While figures on Friday showed growth in the world's top economy slowed in January-March, tech firms on Wall Street won support after healthy earnings from Amazon, Microsoft and Intel.
The positive lead from New York provided some much-needed help to Asian tech firms, which have been hammered in recent weeks by worries about the lucrative smartphone market.
Hong Kong-listed AAC Technologies rose more than two percent and Tencent added one percent, while in Taipei, Apple suppliers TSMC and Foxconn were also sharply higher.
On broader markets Hong Kong surged 1.6 per cent, with a better-than-forecast Chinese factory activity reading also providing support as it eased concerns about a slowdown in the mainland economy.
Seoul was 0.6 per cent higher, while Sydney gained 0.5 per cent.
Singapore surged more than one percent, while Wellington, Manila, Taipei and Jakarta were all deep in positive territory.
Tokyo and Shanghai are closed for public holidays.
South Korean traders remain upbeat after Friday's meeting between President Moon Jae-in and Kim Jong Un, which fuelled hopes for peace on the peninsula and Pyongyang's possible denuclearisation.
CHINA-US TRADE HOPES
The talks, which took place weeks before a planned summit between Kim and Donald Trump, have helped push the won up more than one per cent against the dollar.
That comes even as the dollar enjoys a fresh bout of buying thanks to broadly positive mood about the world economy and easing worries over the China-US trade spat.
"This week's US trade roadshow to China, which includes (key Trump administration officials) Steven Mnuchin, Robert Lighthizer and Larry Kudlow, has undoubtedly calmed investors nerves triggering an unwind of dollar risk premiums around tariff and trade," said Stephen Innes, head of Asia-Pacific trade at Oanda.
"Also, the North Korea talks should play out favourable for the dollar as it evaporates much of the political risk weight that has been hanging around (it) like an anvil in recent months."
The greenback held on to gains against the pound, which took a battering last week after data showed British economic growth slowed sharply in the first three months of the year.

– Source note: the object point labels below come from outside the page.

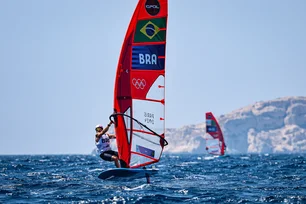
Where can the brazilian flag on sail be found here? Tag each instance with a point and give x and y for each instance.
(153, 30)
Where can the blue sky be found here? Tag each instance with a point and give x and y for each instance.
(58, 61)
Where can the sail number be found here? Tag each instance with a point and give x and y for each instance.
(149, 118)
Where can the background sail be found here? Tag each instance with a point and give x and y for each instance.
(140, 86)
(214, 138)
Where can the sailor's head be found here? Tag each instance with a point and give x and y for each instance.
(99, 128)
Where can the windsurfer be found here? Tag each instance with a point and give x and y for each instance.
(103, 144)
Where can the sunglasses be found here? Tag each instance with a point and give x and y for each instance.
(99, 129)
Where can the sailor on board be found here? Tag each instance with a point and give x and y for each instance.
(103, 144)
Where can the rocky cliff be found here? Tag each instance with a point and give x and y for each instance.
(276, 126)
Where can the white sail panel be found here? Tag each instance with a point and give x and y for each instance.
(157, 90)
(150, 114)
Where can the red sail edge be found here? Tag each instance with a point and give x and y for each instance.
(215, 143)
(139, 85)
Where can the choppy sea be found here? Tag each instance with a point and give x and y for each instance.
(181, 179)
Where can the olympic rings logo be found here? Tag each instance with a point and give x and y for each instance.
(139, 83)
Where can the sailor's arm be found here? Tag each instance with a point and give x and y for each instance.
(106, 128)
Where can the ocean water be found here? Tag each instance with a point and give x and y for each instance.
(181, 179)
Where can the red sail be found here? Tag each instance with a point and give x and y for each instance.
(215, 143)
(139, 93)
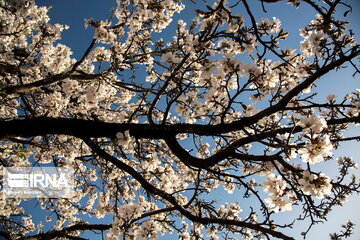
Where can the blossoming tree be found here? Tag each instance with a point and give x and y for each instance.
(153, 127)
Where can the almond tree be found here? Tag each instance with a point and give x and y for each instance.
(153, 127)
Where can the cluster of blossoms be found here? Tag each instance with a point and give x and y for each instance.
(316, 149)
(315, 185)
(215, 72)
(319, 145)
(125, 140)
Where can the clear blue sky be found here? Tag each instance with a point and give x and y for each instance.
(73, 13)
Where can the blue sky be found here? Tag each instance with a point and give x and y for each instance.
(73, 13)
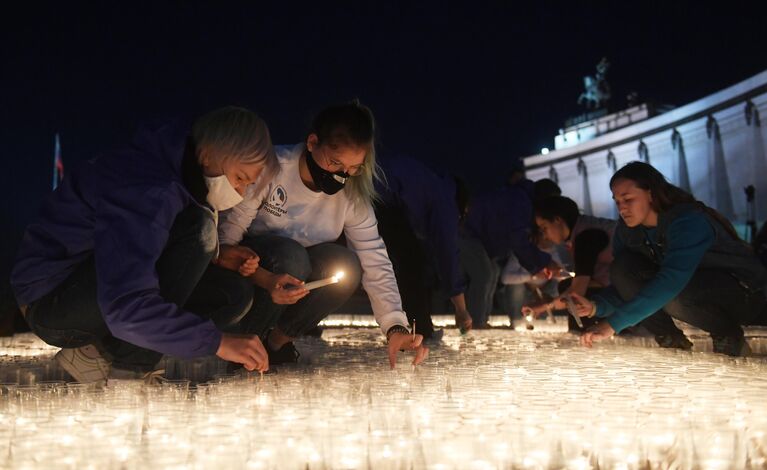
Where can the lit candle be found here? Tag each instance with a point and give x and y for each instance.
(334, 279)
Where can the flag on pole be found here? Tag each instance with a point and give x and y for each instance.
(58, 164)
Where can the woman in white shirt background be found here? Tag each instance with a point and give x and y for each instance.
(324, 188)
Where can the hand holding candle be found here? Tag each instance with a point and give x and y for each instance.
(334, 279)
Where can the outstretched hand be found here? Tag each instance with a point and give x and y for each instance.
(598, 332)
(404, 342)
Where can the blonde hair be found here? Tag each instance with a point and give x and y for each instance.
(236, 134)
(352, 124)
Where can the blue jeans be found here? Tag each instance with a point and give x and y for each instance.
(481, 273)
(69, 316)
(282, 255)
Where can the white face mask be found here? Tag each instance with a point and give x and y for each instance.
(221, 193)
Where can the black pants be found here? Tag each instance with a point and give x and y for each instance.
(713, 300)
(282, 255)
(411, 266)
(70, 317)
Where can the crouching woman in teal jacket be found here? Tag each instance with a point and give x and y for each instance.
(675, 257)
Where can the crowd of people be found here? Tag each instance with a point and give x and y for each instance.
(201, 237)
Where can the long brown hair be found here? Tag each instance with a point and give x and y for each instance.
(664, 194)
(352, 124)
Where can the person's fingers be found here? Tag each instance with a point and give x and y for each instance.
(288, 279)
(260, 354)
(420, 355)
(393, 348)
(291, 296)
(248, 363)
(246, 252)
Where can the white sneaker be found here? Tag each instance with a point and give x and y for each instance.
(85, 364)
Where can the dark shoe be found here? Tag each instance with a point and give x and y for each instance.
(287, 354)
(735, 346)
(674, 341)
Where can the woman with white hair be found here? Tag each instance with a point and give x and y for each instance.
(324, 188)
(107, 268)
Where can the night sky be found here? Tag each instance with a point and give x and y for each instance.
(469, 88)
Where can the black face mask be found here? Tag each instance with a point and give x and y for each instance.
(326, 181)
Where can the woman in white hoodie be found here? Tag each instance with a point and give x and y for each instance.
(324, 188)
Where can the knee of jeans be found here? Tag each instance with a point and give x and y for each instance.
(240, 299)
(285, 255)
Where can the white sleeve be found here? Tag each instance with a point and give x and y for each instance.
(361, 230)
(235, 222)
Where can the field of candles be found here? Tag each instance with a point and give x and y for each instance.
(493, 399)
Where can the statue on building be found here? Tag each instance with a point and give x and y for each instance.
(597, 92)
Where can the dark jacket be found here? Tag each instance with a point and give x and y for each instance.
(501, 220)
(119, 208)
(428, 201)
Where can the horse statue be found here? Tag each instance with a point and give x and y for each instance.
(597, 92)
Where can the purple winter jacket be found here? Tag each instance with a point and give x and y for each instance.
(119, 208)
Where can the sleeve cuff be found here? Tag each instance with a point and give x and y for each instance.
(392, 319)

The news all but killed any remaining expectations for a Bank of England interest rate rise in May.
Attention this week turns to the Federal Reserve's latest policy meeting. While it is not expected to hike borrowing costs its statement Wednesday will be scanned for clues about future moves.
That is followed by the release Friday of US jobs figures for April, which will provide a fresh look at the economy and give an idea about the Fed's monetary policy plans.